QUANTUM OF SOLACE - Marc FOSTER
Avec Daniel CRAIG, Olga KURYLENKO, Mathieu AMALRIC...Quantum of Solace
2008
1h47
Résumé :
Même s'il lutte pour ne pas faire de sa dernière mission une affaire personnelle, James Bond est décidé à traquer ceux qui ont forcé Vesper à le trahir. En interrogeant Mr White, 007 et M apprennent que l'organisation à laquelle il appartient est bien plus complexe et dangereuse que tout ce qu'ils avaient imaginé...
Bond croise alors la route de la belle et pugnace Camille, qui cherche à se venger elle aussi. Elle le conduit sur la piste de Dominic Greene, un homme d'affaires impitoyable et un des piliers de la mystérieuse organisation. Au cours d'une mission qui l'entraîne en Autriche, en Italie et en Amérique du Sud, Bond découvre que Greene manoeuvre pour prendre le contrôle de l'une des ressources naturelles les plus importantes au monde en utilisant la puissance de l'organisation et en manipulant la CIA et le gouvernement britannique...

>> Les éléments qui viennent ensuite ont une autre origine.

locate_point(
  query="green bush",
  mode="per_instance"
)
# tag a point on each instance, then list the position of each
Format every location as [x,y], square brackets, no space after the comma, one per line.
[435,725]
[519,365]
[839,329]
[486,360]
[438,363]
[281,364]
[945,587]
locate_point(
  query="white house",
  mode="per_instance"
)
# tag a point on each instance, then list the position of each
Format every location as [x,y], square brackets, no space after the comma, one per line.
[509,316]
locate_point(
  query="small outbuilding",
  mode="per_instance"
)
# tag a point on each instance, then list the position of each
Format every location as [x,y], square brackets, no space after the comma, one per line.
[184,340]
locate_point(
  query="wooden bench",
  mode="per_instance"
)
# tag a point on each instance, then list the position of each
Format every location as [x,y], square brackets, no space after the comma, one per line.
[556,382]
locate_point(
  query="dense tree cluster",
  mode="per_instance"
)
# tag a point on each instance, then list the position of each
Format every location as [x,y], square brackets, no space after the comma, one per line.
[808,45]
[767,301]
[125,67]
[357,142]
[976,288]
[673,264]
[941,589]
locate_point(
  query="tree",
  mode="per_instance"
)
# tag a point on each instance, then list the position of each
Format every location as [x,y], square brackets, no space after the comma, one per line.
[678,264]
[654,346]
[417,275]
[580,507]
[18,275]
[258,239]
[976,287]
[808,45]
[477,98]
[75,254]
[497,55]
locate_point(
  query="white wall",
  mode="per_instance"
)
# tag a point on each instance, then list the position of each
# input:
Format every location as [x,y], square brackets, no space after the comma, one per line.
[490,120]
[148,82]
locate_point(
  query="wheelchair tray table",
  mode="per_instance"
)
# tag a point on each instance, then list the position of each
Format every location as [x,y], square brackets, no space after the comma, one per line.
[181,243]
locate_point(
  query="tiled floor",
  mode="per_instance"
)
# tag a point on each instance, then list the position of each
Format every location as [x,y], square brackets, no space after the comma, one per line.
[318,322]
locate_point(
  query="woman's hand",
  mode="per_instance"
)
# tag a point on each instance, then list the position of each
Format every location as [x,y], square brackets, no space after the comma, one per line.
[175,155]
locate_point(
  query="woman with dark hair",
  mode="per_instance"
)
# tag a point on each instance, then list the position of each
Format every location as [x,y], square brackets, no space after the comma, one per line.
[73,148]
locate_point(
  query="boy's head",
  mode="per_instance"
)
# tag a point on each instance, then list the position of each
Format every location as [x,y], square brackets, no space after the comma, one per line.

Pris dans un labyrinthe de traîtrises et de meurtres, alors qu'il s'approche du vrai responsable de la trahison de Vesper, 007 doit absolument garder de l'avance sur la CIA, les terroristes et même sur M, afin de déjouer le sinistre plan de Greene et stopper l'organisation...
L'avis :
Dès sa première scène, Quantum of Solace[1] donne le ton : il va y avoir de l'action ! Et en effet, le dernier James Bond est, de la course-poursuite initiale jusqu'au générique de fin, une succession de combats et de poursuites particulièrement virils.
Il faut dire que pour la deuxième fois, l'agent 007 est incarné par le très musculeux, très sensuel et très blond Daniel Craig. Ah ! Daniel Craig ! Ses yeux bleus, sa mâchoire carrée, ses biceps volumineux, ses pectoraux proéminents, ses tablettes de chocolat...[2]
Jamais Bond n'a eu figure plus proche de l'image de l'espion moderne. Il a la classe qui sied, tout en ayant la carrure correspondant au personnage. Pierce Brosnan peut retourner à la maternelle. L'agent de sa Majesté nouvelle formule, on l'avait déjà vu dans Casino Royale, casse les décors, accidente les véhicules, fait gicler l'hémoglobine comme aucun autre James Bond ne l'avait fait avant. Quand on lui dit qu'il y a un piège, il fonce dedans. M (Judi Dench) a beau le supplier de capturer les gens vivants, il les envoie chez le croquemort. Et en plus, contrairement à ses prédécesseurs, il se salit. Si ! Si !
Abordons à présent le scénario. Que raconte donc Quantum of Solace ?
Ce nouvel opus de la saga James Bond fait directement suite à Casino Royale. Il vaut mieux, à ce titre, avoir en tête l'épisode précédent pour bien tout comprendre.
En résumé, Bond a perdu la seule femme qu'il n'ait jamais aimé. Il veut se venger. Pour cela, il enquête sur une organisation secrète aux ramifications internationales. Il traque ainsi Dominic Greene, homme d'affaires apparemment misanthrope, mais qui cherche en fait à s'emparer des ressources énergétiques mondiales. Greene, incarné par le Français Mathieu Amalric est un méchant loin d'atteindre un machiavélisme digne d'un ennemi de James Bond, même s'il possède l'égocentrisme et l'impitoyabilité nécessaire.
Au cours de son enquête, l'agent 007 croise la ravissante Camille elle aussi assoiffée de vengeance, car sa famille a été massacrée par un général que Greene aide à prendre le pouvoir en Bolivie. La James Bond girl de Quantum of Solace est jouée par Olga Kurylenko, Ukrainienne de 28 ans dont la plastique devrait autant impressionner le public masculin que celle de Craig fera chavirer le féminin.
Le scénario de ce dernier James Bond est assez tortueux (assez « bondesque » en somme). Un peu trop peut-être pour ce qui est au final un film d'action survitaminé. Tout juste a-t-on les explications nécessaires pour tout comprendre, car il y a peu de place pour des discussions entre les scènes d'action.
On sort de la salle de cinéma après avoir passé deux petites heures fort divertissantes. Quantum of Solace est un très bon film d'action.
[1]Pour ceux qui s'interrogent mais n'ont pas osé poser la question, « quantum of solace » peut être traduit par « un peu de réconfort ».
[2] Mes connaissances féminines, si elles ne craquent pas volontiers pour son visage marqué, ne restent pas moins insensibles à sa musculature de dieu grec dont il nous fait une fois encore l'honneur dans une des scènes du film.